A recent meta-analysis [
16] assessing NWNI techniques in preoperative localization of non-palpable breast lesions, compared to traditional WL, spanned 27 studies and encompassed 2103 procedures. NWNI methods, including magnetic seeds (Magseed, MaMaLoc, MOLLI), radiofrequency RFID tags (LOCalizer™), and infrared reflectors (SAVI SCOUT), demonstrated excellent performance in lesion localization. The overall positive margin rate for NWNI techniques was 12%, indicating their potential to reduce re-excision rates, which were observed at 14%. Compared to WL, NWNI techniques exhibited a lower positive margin rate (12% vs. 17%) and slightly reduced re-excision rates, though the difference was not statistically significant. A recent pooled analysis has demonstrated that wire-free techniques provide statistically significant reductions in re-excision rates and positive margin rates compared to WL [
17]. No serious complications were reported, and improved cosmetic outcomes were noted due to more precise lesion localization and minimized removal of healthy tissue.
An additional advantage of NWNI methods is the ability to place the active markers days in advance, enhancing scheduling flexibility and improving patient comfort. Despite these promising findings, further randomized trials are needed to confirm their long-term clinical benefits, cost-effectiveness, and overall impact on breast-conserving surgery outcomes.

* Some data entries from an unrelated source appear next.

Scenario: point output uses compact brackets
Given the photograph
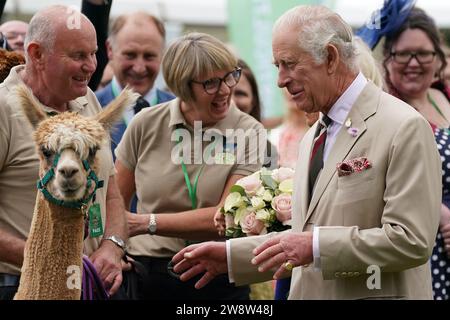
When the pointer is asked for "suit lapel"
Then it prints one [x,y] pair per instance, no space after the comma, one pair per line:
[300,197]
[364,107]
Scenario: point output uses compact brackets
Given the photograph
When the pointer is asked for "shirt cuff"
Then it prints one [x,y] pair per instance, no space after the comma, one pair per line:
[316,249]
[230,270]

Several barriers, however, hinder the universal adoption of NWNI localization technologies for breast cancer surgery. The high cost of devices, specialized equipment, and training limits accessibility, particularly in resource-limited settings. Implementing NWNI techniques also requires training for surgeons, radiologists, and operating room staff, with resistance to change and workflow adjustments posing challenges. Regulatory approvals and reimbursement issues further impact adoption, as some NWNI devices may not yet be widely approved or covered by healthcare systems and insurers. Additionally, the need for specialized detection systems and probes can create logistical barriers, particularly in centers lacking the necessary infrastructure. While NWNI technologies offer greater scheduling flexibility, integrating them into existing surgical and radiology workflows requires coordination. Surgeon and radiologist preferences also play a role, as many clinicians have extensive experience with WL and may be reluctant to transition unless clear advantages in efficiency and outcomes are demonstrated. Overcoming these barriers will require cost reduction, expanded training programs, regulatory support, and streamlined workflow integration to facilitate the broader adoption of NWNI localization methods.